La experiencia no pierde valor, cambia de función

Este tema también toca una fibra personal. Para quienes hemos construido experiencia durante años, puede incomodar ver que nuevas generaciones lleguen antes a conversaciones que antes exigían más tiempo, más recorrido y más desgaste. A veces se siente como si se estuvieran saltando etapas.


Pero no creo que eso le reste valor a la trayectoria. La redefine.

Lo ganado con esfuerzo no vale menos. Vale más.
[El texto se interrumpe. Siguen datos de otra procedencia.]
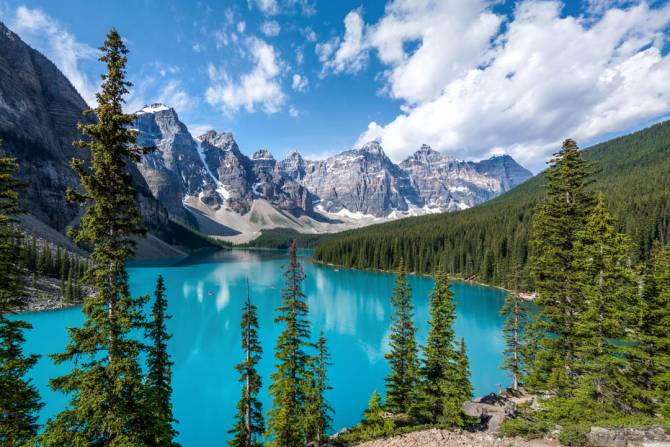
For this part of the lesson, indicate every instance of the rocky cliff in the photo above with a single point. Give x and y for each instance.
(361, 183)
(39, 112)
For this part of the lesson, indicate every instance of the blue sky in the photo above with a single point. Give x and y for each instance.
(469, 77)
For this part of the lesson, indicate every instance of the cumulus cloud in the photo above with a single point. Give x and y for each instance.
(349, 54)
(172, 94)
(49, 37)
(270, 28)
(274, 7)
(473, 88)
(299, 83)
(258, 88)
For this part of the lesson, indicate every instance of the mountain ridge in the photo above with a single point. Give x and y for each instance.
(485, 242)
(359, 184)
(39, 112)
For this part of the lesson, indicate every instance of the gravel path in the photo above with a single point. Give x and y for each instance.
(446, 438)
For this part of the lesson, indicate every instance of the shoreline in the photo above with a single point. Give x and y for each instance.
(451, 277)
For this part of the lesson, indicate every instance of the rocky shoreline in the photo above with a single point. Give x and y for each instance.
(445, 438)
(44, 296)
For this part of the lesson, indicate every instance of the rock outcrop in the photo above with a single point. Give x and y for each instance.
(39, 112)
(628, 437)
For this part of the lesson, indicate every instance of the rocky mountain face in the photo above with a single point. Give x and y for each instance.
(445, 183)
(184, 176)
(39, 111)
(361, 182)
(175, 168)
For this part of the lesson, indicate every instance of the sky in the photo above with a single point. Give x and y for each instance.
(471, 78)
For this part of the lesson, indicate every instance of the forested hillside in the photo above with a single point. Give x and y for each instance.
(484, 242)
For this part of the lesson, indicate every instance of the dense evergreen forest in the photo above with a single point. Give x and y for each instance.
(633, 172)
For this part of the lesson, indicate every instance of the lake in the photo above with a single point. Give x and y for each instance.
(206, 294)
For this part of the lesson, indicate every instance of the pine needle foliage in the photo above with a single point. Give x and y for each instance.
(318, 417)
(291, 378)
(556, 222)
(159, 375)
(402, 381)
(440, 399)
(249, 423)
(19, 400)
(105, 385)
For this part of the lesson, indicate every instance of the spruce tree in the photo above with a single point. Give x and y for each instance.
(159, 375)
(651, 338)
(318, 412)
(105, 385)
(402, 382)
(19, 400)
(556, 223)
(607, 287)
(374, 424)
(290, 380)
(249, 424)
(463, 378)
(515, 311)
(440, 360)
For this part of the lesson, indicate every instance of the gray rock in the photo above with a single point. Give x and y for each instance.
(174, 169)
(628, 437)
(361, 180)
(39, 112)
(447, 184)
(230, 167)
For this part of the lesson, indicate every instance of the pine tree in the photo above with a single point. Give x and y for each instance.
(515, 311)
(19, 400)
(556, 223)
(290, 380)
(159, 376)
(249, 424)
(318, 412)
(401, 383)
(440, 359)
(651, 338)
(105, 387)
(463, 378)
(607, 287)
(374, 424)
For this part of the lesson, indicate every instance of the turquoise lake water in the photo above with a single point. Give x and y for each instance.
(352, 307)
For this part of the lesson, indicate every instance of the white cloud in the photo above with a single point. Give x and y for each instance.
(472, 87)
(221, 38)
(259, 87)
(309, 34)
(270, 28)
(274, 7)
(269, 7)
(349, 54)
(48, 36)
(299, 83)
(295, 113)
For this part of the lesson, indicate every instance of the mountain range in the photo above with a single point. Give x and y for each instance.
(490, 242)
(207, 183)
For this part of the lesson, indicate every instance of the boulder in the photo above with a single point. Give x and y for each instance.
(628, 437)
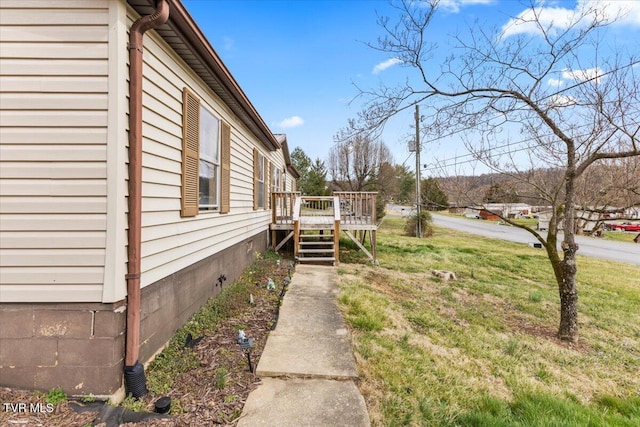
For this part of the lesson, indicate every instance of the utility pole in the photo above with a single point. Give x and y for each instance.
(418, 203)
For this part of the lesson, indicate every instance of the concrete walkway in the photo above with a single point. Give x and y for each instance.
(307, 366)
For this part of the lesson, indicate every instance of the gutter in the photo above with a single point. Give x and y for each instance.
(135, 380)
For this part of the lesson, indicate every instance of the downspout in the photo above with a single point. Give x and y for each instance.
(135, 381)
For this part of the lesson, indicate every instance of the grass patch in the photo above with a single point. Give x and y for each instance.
(482, 350)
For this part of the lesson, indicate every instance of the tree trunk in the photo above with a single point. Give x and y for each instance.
(568, 330)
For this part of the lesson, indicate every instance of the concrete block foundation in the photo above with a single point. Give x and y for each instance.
(79, 347)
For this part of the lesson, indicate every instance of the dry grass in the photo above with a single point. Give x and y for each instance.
(482, 350)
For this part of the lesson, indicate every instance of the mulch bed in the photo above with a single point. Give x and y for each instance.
(213, 393)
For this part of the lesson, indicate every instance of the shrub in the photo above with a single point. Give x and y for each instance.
(425, 220)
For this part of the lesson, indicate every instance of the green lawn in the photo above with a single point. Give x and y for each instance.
(481, 350)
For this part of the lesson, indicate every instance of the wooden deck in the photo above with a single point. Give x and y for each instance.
(305, 218)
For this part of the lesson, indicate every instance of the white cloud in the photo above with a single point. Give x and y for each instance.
(385, 64)
(290, 122)
(529, 21)
(562, 101)
(453, 6)
(584, 75)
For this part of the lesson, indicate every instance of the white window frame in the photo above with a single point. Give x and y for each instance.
(208, 160)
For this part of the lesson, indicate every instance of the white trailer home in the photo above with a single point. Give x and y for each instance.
(135, 177)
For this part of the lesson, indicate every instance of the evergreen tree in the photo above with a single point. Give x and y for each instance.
(316, 182)
(302, 162)
(433, 198)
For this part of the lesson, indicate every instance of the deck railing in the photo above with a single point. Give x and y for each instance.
(357, 207)
(282, 207)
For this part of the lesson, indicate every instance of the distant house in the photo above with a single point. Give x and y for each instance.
(493, 211)
(80, 296)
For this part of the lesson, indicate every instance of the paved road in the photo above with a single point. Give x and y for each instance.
(605, 249)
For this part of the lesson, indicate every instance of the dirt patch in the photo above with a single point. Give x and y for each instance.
(547, 333)
(213, 393)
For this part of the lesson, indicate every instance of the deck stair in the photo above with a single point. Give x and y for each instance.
(316, 229)
(314, 223)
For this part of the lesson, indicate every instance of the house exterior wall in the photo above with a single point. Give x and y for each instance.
(53, 195)
(169, 242)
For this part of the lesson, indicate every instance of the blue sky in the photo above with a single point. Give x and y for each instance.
(298, 60)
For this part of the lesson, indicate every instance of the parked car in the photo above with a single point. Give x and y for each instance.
(625, 226)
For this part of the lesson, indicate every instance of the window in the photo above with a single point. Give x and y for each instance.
(209, 161)
(258, 180)
(275, 179)
(206, 159)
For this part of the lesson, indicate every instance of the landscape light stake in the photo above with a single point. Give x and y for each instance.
(246, 344)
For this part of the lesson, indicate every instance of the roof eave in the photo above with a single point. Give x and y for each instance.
(185, 37)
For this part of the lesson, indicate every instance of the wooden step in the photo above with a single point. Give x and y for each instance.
(320, 243)
(314, 236)
(316, 259)
(316, 251)
(316, 227)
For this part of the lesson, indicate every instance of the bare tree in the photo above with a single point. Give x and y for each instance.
(355, 160)
(542, 106)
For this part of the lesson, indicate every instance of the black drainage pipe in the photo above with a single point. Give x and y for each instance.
(135, 380)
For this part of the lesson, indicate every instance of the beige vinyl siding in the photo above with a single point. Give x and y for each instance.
(53, 191)
(169, 242)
Solo que su impacto ya no se mide por cuánto controlamos el proceso, sino por cuánto ayudamos a otros a desarrollar sabiduría profesional. Esa que no se aprende en un tablero ni se obtiene con una respuesta impecable. La que se forma cuando alguien aprende a preguntar bien, a leer contexto, a reconocer los costos de una decisión y a sostenerla con responsabilidad.


Lo que hará falta no será más respuestas. Hará falta sabiduría para decidir cuando lo impecable no alcanza.


En tu equipo, qué decisiones no están dispuestos a delegar sin una conversación humana de por medio?